Баженов ушел, а Меншиков присел на скамью во дворе. Все же надо не рушиться духом. Рана болит, а говори — свербит.
* * *
Лето продолжалось не более трех недель, поражая белыми воробьями, пестрыми галками, кусачим дождем москитов. А потом пошла походом Сибирь. Лег снег мертвой белизны, как покойницкий саван. Подул леденящий северный ветер, беспокойно закружили бурые, темно-синие облака.
Если летом солнце в сутки только на один час скрывалось за горой, то теперь рассветало в десять утра, а смеркалось в пять часов. Лютовал мороз выше естества, а в редкие часы оттепелей шел густой, непроницаемый туман с болот.
Мартын не успевал накалывать дрова, насыщать печи. Меншиков, топая ногами, ругал Мартына, бил его по лицу, чтобы лучше топил и не дымил.
С пищей было терпимо. Меншиков, всю жизнь непритязательный в еде, все же нет-нет да вдруг вспоминал, какие закатывал пиры, какие у него были сервизы из Лондона, Гамбурга, каждый на триста приборов. А как любил он удивить гостей блюдом из петушиных гребешков или пастетами, привезенными из Франции!

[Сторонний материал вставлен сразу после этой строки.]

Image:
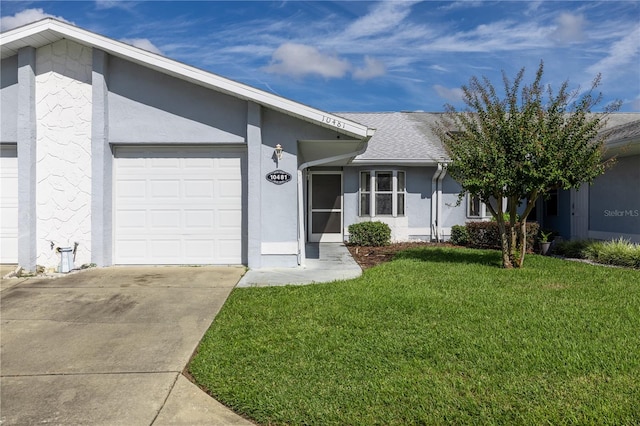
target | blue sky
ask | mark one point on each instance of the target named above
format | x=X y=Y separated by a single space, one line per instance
x=373 y=56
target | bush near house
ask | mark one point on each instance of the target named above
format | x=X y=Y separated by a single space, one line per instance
x=459 y=235
x=618 y=252
x=369 y=234
x=487 y=235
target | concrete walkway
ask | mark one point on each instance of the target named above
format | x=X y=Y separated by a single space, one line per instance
x=107 y=346
x=325 y=262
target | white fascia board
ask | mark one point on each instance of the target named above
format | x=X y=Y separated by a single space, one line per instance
x=403 y=162
x=192 y=74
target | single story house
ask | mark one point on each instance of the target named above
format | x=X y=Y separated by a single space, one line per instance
x=133 y=158
x=610 y=207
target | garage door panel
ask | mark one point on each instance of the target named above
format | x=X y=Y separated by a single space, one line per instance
x=200 y=250
x=186 y=207
x=164 y=220
x=230 y=220
x=199 y=189
x=135 y=250
x=8 y=204
x=131 y=188
x=199 y=220
x=160 y=189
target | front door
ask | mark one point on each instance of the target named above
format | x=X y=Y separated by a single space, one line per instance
x=325 y=207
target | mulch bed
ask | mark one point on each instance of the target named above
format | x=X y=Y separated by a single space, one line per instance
x=368 y=257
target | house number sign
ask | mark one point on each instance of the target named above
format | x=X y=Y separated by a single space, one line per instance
x=278 y=177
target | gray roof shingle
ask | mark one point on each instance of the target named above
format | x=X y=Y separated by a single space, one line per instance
x=400 y=137
x=403 y=137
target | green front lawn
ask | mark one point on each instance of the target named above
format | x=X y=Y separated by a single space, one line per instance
x=438 y=336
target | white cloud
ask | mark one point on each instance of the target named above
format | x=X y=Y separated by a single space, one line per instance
x=25 y=17
x=383 y=18
x=569 y=29
x=142 y=43
x=109 y=4
x=622 y=52
x=450 y=95
x=372 y=68
x=299 y=60
x=438 y=68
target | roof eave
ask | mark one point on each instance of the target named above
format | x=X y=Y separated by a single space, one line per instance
x=189 y=73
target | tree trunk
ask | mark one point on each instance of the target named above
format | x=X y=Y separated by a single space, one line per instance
x=505 y=241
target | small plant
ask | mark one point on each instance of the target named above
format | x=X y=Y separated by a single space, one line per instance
x=459 y=235
x=544 y=236
x=369 y=234
x=618 y=252
x=574 y=249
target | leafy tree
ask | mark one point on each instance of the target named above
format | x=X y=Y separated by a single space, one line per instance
x=513 y=149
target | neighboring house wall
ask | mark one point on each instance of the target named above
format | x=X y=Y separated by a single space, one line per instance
x=559 y=222
x=63 y=154
x=614 y=201
x=9 y=99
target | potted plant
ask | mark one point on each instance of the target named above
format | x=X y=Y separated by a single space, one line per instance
x=545 y=244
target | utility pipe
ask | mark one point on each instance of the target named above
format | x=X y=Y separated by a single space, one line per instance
x=439 y=202
x=434 y=202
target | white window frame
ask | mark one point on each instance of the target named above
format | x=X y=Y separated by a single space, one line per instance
x=373 y=174
x=483 y=208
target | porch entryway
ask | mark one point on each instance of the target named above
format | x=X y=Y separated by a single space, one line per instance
x=325 y=262
x=325 y=207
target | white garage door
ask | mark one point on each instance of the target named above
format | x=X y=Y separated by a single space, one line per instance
x=177 y=206
x=8 y=204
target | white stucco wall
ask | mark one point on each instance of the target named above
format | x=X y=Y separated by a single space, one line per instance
x=63 y=168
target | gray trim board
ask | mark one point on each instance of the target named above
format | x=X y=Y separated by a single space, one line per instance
x=254 y=182
x=101 y=165
x=26 y=141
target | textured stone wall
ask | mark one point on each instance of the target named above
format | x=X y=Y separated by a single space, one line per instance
x=63 y=154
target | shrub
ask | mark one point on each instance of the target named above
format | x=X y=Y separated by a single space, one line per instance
x=459 y=235
x=573 y=249
x=618 y=252
x=487 y=235
x=369 y=234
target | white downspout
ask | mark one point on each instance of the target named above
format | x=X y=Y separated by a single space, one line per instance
x=434 y=202
x=301 y=168
x=439 y=202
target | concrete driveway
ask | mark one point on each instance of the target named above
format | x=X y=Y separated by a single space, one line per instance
x=108 y=346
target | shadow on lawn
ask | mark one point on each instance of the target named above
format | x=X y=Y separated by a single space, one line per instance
x=451 y=255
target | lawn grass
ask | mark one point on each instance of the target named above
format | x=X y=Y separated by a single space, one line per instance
x=438 y=336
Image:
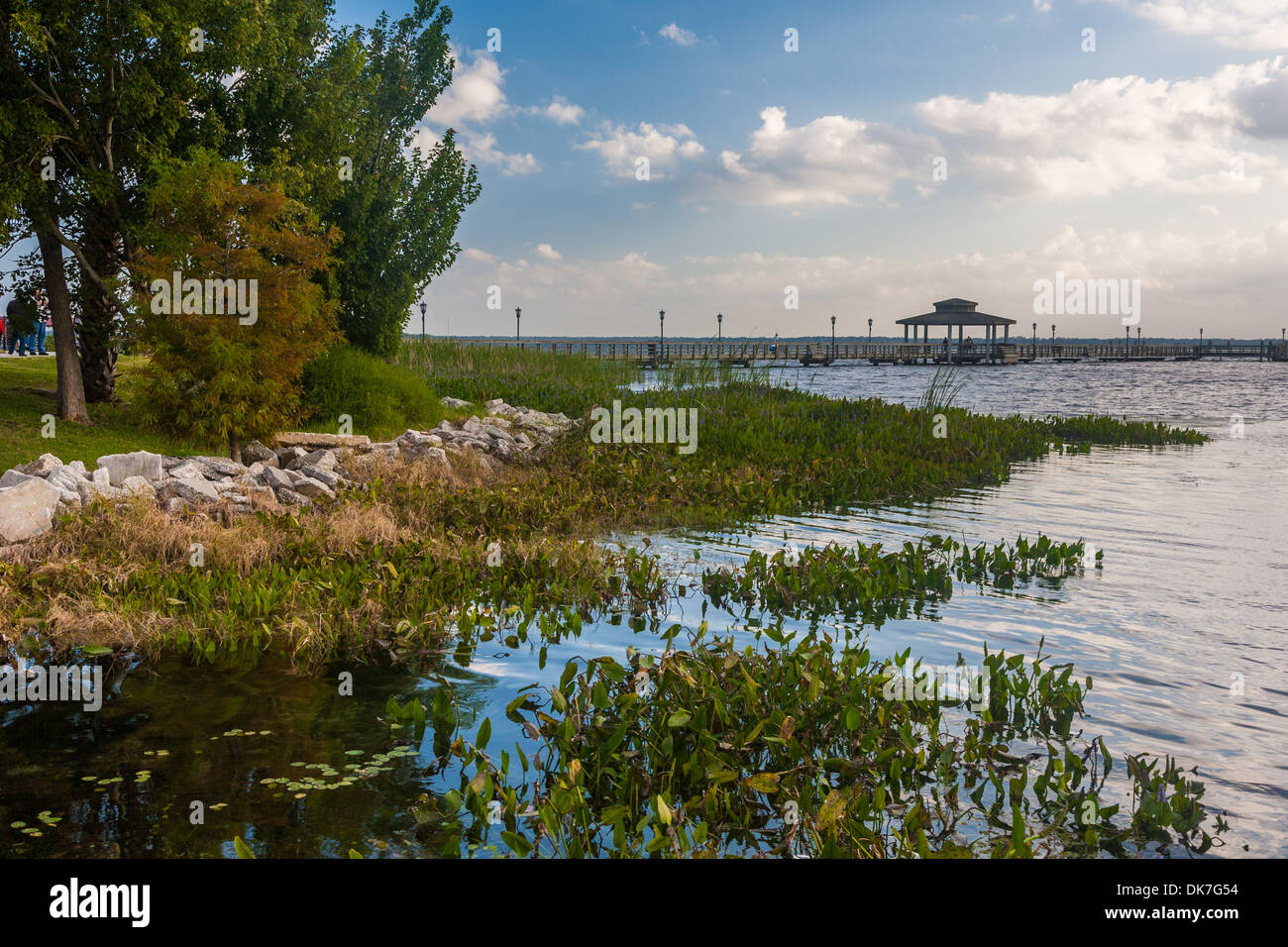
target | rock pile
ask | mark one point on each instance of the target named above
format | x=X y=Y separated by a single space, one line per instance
x=300 y=468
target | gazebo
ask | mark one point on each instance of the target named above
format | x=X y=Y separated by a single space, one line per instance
x=961 y=313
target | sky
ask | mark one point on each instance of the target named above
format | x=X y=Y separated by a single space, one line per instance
x=901 y=154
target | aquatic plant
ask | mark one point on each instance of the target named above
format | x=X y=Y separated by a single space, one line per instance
x=713 y=750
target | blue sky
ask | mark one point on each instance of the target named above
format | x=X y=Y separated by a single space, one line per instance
x=1157 y=157
x=1160 y=157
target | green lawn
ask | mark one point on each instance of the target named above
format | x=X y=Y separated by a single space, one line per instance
x=27 y=393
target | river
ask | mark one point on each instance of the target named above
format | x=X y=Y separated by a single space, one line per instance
x=1183 y=631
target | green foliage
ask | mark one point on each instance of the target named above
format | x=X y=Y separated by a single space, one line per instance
x=210 y=375
x=572 y=384
x=381 y=398
x=715 y=751
x=398 y=208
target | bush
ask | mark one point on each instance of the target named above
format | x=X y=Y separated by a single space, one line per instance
x=380 y=398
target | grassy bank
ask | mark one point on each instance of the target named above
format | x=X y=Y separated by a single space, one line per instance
x=707 y=750
x=402 y=560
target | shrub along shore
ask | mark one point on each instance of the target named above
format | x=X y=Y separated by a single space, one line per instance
x=402 y=556
x=708 y=750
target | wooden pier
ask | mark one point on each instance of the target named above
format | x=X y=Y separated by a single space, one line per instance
x=652 y=355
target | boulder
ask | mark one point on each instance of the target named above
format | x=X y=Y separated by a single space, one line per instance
x=316 y=474
x=137 y=464
x=313 y=488
x=44 y=466
x=254 y=451
x=275 y=478
x=291 y=497
x=137 y=486
x=322 y=459
x=192 y=489
x=189 y=471
x=27 y=509
x=219 y=467
x=304 y=438
x=12 y=478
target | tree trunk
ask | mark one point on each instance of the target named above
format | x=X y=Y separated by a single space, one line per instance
x=71 y=389
x=98 y=326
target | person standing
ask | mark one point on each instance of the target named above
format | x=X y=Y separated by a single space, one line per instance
x=42 y=321
x=21 y=324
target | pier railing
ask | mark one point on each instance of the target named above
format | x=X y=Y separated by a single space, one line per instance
x=653 y=352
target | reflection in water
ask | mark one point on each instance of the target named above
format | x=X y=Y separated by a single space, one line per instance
x=1181 y=633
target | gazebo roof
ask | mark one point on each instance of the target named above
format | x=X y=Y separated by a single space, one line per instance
x=956 y=312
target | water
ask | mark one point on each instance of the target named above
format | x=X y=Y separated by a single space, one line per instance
x=1183 y=631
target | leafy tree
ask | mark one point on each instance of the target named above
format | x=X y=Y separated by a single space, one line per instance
x=115 y=86
x=343 y=142
x=214 y=375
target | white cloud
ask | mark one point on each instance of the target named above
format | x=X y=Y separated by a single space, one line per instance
x=662 y=145
x=481 y=149
x=565 y=112
x=475 y=95
x=829 y=159
x=1111 y=134
x=1225 y=279
x=1239 y=24
x=678 y=35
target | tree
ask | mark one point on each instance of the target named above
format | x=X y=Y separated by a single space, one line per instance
x=30 y=198
x=217 y=373
x=348 y=154
x=121 y=85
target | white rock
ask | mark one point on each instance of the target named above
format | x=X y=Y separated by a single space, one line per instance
x=312 y=488
x=189 y=471
x=321 y=475
x=192 y=489
x=137 y=464
x=137 y=486
x=42 y=467
x=27 y=509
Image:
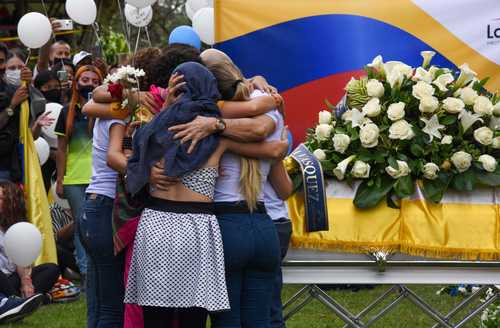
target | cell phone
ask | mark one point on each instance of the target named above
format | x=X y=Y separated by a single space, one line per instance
x=62 y=76
x=65 y=24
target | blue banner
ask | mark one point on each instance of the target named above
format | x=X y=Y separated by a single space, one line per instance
x=314 y=189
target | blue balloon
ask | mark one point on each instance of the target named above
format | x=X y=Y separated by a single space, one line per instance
x=290 y=142
x=185 y=35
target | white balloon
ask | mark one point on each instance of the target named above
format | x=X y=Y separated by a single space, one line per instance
x=196 y=5
x=23 y=242
x=203 y=24
x=189 y=12
x=42 y=149
x=139 y=17
x=34 y=30
x=48 y=132
x=140 y=3
x=83 y=12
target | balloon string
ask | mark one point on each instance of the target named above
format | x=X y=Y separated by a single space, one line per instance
x=124 y=25
x=147 y=34
x=28 y=57
x=136 y=45
x=95 y=27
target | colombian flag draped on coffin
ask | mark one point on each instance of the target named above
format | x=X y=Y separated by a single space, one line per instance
x=310 y=49
x=34 y=190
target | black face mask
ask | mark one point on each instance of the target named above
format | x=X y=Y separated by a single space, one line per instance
x=53 y=95
x=85 y=90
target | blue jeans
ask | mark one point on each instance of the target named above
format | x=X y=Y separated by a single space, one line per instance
x=105 y=288
x=284 y=229
x=252 y=260
x=75 y=194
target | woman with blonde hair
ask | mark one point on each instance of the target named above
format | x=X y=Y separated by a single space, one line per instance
x=251 y=245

Но и здесь, в этом богом проклятом Березове, в неисходной тюрьме, с голоду не подохнешь. Варили, жарили, коптили рыбу. Привкус ее был даже в покупаемом молоке, потому что корову кормили рыбой. Глафира и Анна делали «кисель» из ржаных отрубей или давленого овса, вываренного в прокисшем молоке, научились готовить пельмени. Глафира купила по соседству сливки, да, пока донесла их, они замерзли, и в остроге их рубили на куски, как сахар.
Мороз стоял такой, что трещали стволы деревьев и лед на реке, будто подстреленные, падали замертво наземь птицы.
Быстрее всех освоился в этих краях Мартын: вместе с девками собирал он светло-красную, с белым бочком, бруснику, янтарную морошку, черную ягоду водяницу, вкусный корень хас, сбивал кедровые орехи.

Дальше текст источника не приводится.